The typical microwave reflector comprises a large metal or fiberglass parabolic surface which may vary in size from several inches to 15 feet or greater in diameter. The reflector typically rests at an angle with respect to the horizontal plane. As a result of this tilt angle, the bottom half of the reflector tends to collect snow, ice or other forms of precipitation, all of which tend to degrade the performance of the reflector.
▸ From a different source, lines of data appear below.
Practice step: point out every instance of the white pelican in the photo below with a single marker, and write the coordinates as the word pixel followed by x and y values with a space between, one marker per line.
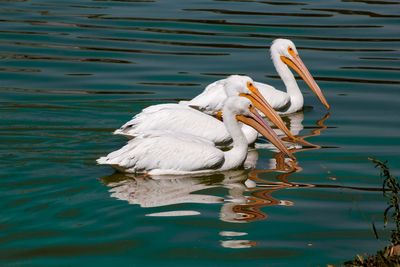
pixel 284 55
pixel 161 152
pixel 185 119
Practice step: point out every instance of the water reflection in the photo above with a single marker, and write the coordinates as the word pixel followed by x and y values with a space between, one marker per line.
pixel 246 195
pixel 249 191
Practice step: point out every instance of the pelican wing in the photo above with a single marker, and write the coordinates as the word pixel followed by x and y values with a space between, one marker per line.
pixel 177 118
pixel 165 151
pixel 211 99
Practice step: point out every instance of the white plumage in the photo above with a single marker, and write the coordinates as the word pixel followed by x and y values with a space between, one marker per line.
pixel 166 152
pixel 182 118
pixel 283 54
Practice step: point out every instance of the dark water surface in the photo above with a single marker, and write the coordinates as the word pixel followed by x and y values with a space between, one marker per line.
pixel 73 71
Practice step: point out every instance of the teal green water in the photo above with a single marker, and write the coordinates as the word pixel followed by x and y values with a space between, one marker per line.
pixel 73 71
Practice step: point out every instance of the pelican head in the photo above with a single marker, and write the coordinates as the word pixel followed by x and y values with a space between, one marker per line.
pixel 287 53
pixel 245 112
pixel 238 85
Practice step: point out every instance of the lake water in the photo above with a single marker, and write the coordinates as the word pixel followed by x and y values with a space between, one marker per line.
pixel 73 71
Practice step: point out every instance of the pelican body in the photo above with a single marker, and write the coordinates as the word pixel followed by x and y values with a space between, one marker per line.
pixel 163 152
pixel 284 55
pixel 185 119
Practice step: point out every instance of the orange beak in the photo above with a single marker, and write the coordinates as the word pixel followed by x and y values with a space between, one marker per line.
pixel 298 66
pixel 257 122
pixel 261 104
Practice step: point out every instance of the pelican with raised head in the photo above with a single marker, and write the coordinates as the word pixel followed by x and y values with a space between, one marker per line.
pixel 284 55
pixel 164 152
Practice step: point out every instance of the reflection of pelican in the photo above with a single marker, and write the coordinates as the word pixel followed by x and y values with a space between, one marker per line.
pixel 184 119
pixel 148 192
pixel 164 153
pixel 284 55
pixel 296 120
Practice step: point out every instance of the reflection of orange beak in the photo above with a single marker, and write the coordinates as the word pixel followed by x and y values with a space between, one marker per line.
pixel 257 122
pixel 261 104
pixel 297 65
It is known to attach heating devices to parabolic microwave reflectors in an attempt to remove any ice or snow from the reflector surface. Such heating devices must be suitable for attachment to the curved surface of the parabolic reflector, and must be suitable for heating the relatively large surface of the reflector. Conventional heating methods comprise, for example, using a plurality of heating pad assemblies attached directly to the rear surface of the reflector. Such heating pad assemblies typically comprise a pair of silicone rubber pads between which a heating wire is traversed back and forth to effect heating over substantially the entire area of the pads. A pair of leads extending from the heating pad assembly is connected to a common power source together with leads from several other such heating pad assemblies, there being as many as a dozen or more such heating pad assemblies bonded to the back surface of a microwave reflector.
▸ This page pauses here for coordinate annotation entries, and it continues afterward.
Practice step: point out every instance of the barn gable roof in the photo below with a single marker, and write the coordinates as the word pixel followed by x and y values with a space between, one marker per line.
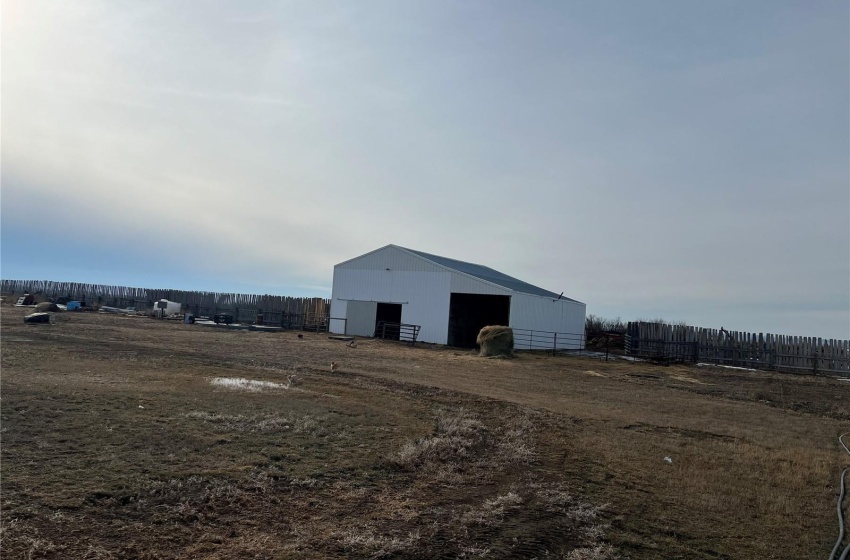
pixel 487 274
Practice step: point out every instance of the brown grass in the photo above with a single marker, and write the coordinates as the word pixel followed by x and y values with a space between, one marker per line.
pixel 116 445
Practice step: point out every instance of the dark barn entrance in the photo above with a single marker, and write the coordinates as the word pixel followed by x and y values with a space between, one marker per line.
pixel 388 313
pixel 468 313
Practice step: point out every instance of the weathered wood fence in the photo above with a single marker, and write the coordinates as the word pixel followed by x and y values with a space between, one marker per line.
pixel 290 312
pixel 685 344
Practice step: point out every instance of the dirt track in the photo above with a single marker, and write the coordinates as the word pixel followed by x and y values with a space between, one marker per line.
pixel 115 444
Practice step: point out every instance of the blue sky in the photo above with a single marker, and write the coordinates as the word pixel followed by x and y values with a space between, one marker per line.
pixel 685 160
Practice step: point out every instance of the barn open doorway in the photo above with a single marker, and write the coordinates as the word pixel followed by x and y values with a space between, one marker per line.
pixel 388 313
pixel 468 313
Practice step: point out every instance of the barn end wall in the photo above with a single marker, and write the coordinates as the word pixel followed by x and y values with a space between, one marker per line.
pixel 424 297
pixel 545 314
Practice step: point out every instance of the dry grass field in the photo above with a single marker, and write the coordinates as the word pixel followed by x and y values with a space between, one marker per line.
pixel 128 437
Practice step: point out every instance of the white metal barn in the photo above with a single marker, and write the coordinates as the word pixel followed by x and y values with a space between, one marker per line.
pixel 451 300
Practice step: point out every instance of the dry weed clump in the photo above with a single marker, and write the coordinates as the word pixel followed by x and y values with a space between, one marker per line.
pixel 250 385
pixel 492 511
pixel 364 540
pixel 456 437
pixel 266 423
pixel 514 446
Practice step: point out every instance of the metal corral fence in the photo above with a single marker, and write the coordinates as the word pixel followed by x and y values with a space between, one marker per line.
pixel 287 312
pixel 397 331
pixel 552 342
pixel 684 344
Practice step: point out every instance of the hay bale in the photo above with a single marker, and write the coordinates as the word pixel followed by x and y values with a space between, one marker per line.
pixel 44 318
pixel 496 341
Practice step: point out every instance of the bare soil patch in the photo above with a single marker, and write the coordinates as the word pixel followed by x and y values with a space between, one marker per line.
pixel 138 438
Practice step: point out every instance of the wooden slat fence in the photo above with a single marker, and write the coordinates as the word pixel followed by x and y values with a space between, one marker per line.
pixel 686 344
pixel 290 312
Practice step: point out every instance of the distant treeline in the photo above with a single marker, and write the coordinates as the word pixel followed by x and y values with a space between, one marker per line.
pixel 302 309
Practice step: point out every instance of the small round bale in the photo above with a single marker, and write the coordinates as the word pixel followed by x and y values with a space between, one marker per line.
pixel 496 341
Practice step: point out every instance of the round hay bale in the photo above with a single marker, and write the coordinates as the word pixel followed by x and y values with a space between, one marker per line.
pixel 496 341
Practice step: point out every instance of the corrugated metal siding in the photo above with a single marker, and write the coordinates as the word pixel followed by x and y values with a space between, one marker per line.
pixel 543 314
pixel 462 284
pixel 361 318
Employing another heating method, Canadian Patent No. 1,109,913 to Falsetti discloses securing a metal tube, which is heated by a sheathed heating wire, to the metal surface of the microwave reflector. In Falsetti, the microwave reflector is heated by direct metal-to-metal heat conduction. Other methods used to prevent ice or snow buildup on the antenna reflective surface include: (1) using heat tape or other conductive system which is bonded directly to the back side of the antenna, the heat tape having foam insulation applied thereover to reduce heat loss; (2) using radiation systems consisting of a cover of either molded plastic, sewn fabric or plastic which is mechanically attached to the back of the antenna; and (3) using convection systems employing a cover, blower and heater which together form a plenum when attached to the back side of the antenna.
Each of these heating systems entails attaching the heating source to the back side of the antenna. This causes the heating systems to interfere with the antenna support structures located on the back side of the antennas. Another disadvantage with presently available heating systems is that heat loss is very high, even with insulation on the back side and with controllers to activate the heaters only during snow and ice conditions by sensing temperature and precipitation. This results in high operating costs.
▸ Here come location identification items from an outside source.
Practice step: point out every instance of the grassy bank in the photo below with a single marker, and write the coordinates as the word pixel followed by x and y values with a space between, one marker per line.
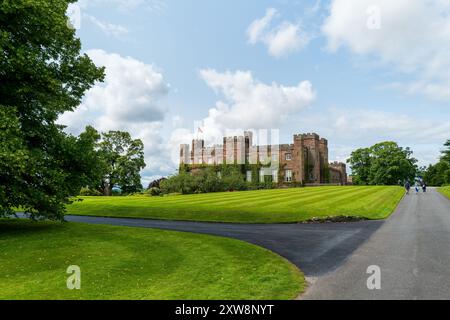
pixel 133 263
pixel 265 206
pixel 445 191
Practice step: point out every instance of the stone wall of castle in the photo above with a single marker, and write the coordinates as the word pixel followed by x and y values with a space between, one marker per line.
pixel 303 161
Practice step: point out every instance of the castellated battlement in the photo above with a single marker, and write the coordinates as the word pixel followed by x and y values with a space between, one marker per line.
pixel 303 161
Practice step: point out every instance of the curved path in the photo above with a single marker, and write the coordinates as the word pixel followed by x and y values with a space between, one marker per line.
pixel 412 249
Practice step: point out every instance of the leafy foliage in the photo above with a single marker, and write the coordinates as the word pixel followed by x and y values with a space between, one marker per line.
pixel 385 163
pixel 123 159
pixel 439 173
pixel 43 75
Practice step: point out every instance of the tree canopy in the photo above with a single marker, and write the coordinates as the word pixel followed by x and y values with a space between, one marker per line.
pixel 439 173
pixel 43 75
pixel 123 159
pixel 384 163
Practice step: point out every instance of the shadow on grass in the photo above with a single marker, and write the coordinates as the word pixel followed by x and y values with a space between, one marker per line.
pixel 315 248
pixel 22 227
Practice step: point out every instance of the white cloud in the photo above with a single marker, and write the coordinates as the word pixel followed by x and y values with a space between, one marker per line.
pixel 281 40
pixel 128 100
pixel 247 104
pixel 115 30
pixel 157 6
pixel 414 37
pixel 356 128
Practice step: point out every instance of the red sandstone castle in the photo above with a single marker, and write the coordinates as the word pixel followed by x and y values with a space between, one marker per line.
pixel 305 161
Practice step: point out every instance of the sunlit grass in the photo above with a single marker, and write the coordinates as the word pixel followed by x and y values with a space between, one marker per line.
pixel 265 206
pixel 134 263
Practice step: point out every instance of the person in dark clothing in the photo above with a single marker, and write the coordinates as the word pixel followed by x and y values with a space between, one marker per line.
pixel 407 187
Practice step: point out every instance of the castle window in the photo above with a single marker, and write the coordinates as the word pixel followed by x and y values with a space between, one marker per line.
pixel 261 175
pixel 288 176
pixel 249 176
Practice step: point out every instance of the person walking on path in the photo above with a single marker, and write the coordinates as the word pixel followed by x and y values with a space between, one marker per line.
pixel 407 187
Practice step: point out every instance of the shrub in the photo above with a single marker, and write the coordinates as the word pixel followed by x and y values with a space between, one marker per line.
pixel 86 192
pixel 154 192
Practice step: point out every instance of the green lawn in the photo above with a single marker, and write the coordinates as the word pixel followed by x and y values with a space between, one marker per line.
pixel 265 206
pixel 134 263
pixel 445 191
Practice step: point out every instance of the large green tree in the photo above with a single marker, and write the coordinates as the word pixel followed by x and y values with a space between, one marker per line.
pixel 42 75
pixel 123 159
pixel 384 163
pixel 439 173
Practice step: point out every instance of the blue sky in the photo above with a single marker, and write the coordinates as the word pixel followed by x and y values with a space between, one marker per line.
pixel 370 74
Therefore, the object of the present invention is to provide a heating system, and a process for manufacturing the same, in which snow and ice are effectively kept from forming on the reflective surface of the antenna.
It is also an object of the invention to provide a heating system which is not susceptible to the high levels of heat loss, thereby making the system substantially less expensive to operate.
Yet another object of the present invention is to eliminate the requirement of attaching a heating system to the back side of a reflective antenna.